Saturday, September 22nd saw them coming to The Vogue nightclub in Indianapolis. Their touring partners for most of the tour, including this night, are Tweak Bird. A young guitar/drums two-piece, they combine relatively Melvins-like sludge with sparse, clean, high-pitched harmonies. After their set and a short break, sheets of noise signaled Melvins’ imminent arrival. Trevor Dunn walked on stage and began playing some slow, seasick bass with his bow. After a few minutes, Dale and Buzz walked on and added to the unsettling sound. Eventually a song arose from the murk and Melvins didn’t look back, never really stopping except to tell a brief anecdote about the last time they were in Indianapolis. The set built like that first song did. They got the experimental stuff out of the way first, and by the time they were at the midway point they were breaking into heavy Houdini favorites “Hooch” and “Night Goat”, peaking with the Wings (yes, Wings) cover “Let Me Roll It” from Freak Puke. The set unwound with some lesser-known songs before ending with only Dunn on stage again. He was in full freak-out mode until suddenly a rendition of “Somewhere over the Rainbow” broke through, signaling the return of the rest of the band for an encore, which ended with Dunn alone on stage once more.

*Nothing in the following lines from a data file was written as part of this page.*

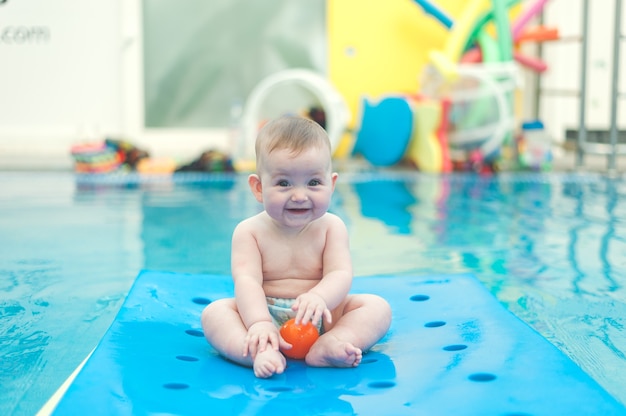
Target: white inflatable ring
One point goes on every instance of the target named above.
(335, 108)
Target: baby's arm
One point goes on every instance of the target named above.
(249, 295)
(336, 276)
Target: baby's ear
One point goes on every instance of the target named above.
(254, 182)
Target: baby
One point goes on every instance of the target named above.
(293, 260)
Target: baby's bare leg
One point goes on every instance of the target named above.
(225, 331)
(365, 320)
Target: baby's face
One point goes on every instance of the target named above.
(297, 188)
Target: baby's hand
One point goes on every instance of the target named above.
(311, 307)
(261, 335)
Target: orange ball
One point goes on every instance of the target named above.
(301, 337)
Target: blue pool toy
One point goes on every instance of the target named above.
(385, 130)
(452, 349)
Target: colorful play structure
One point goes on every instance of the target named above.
(464, 113)
(462, 116)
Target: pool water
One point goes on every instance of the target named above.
(550, 247)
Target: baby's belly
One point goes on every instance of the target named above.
(287, 288)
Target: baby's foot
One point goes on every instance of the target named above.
(330, 351)
(268, 363)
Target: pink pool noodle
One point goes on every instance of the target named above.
(525, 17)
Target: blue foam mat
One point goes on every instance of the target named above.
(452, 349)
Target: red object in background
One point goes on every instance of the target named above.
(301, 337)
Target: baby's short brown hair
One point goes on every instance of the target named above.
(292, 133)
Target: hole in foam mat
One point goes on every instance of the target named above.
(455, 347)
(195, 332)
(201, 301)
(176, 386)
(381, 384)
(482, 377)
(279, 389)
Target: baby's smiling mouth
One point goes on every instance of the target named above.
(297, 210)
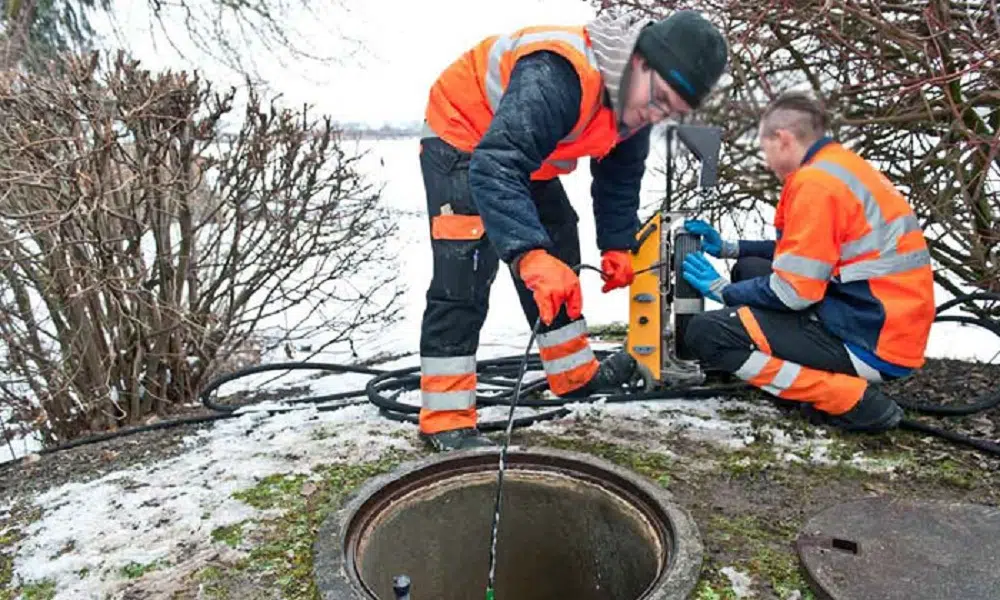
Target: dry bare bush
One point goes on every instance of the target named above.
(912, 86)
(141, 248)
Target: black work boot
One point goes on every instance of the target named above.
(456, 439)
(875, 413)
(614, 374)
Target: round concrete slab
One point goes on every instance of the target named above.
(903, 549)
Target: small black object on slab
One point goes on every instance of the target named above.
(899, 549)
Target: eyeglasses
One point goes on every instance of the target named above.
(663, 106)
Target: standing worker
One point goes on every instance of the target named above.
(502, 123)
(848, 300)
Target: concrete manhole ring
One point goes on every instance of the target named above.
(572, 527)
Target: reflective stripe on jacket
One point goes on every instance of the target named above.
(852, 243)
(466, 95)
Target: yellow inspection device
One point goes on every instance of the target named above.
(661, 302)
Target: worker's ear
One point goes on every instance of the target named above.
(786, 139)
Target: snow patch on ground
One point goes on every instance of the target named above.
(167, 511)
(740, 582)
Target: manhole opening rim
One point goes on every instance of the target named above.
(678, 533)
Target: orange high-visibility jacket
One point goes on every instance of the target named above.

Eighteen days in and there is no sign of fatigue, although their stamina is not that surprising given Crover’s tendency to drum for one or more of the openers in the past. Their set was a little shorter than one might expect, although still a solid hour and twenty minutes. Even if it was shorter, you couldn’t blame a band that needs to roll in, set up, play, and get to the next gig with enough left in the tank for 51 consecutive days. You also couldn’t blame them for taking a couple weeks off on the beach when their tour concludes in Hawaii on October 25th, but one doubts anything of the sort will happen with Melvins. Likely, they will quickly move on to the next project, even if they haven’t had the time to figure out what that project is yet.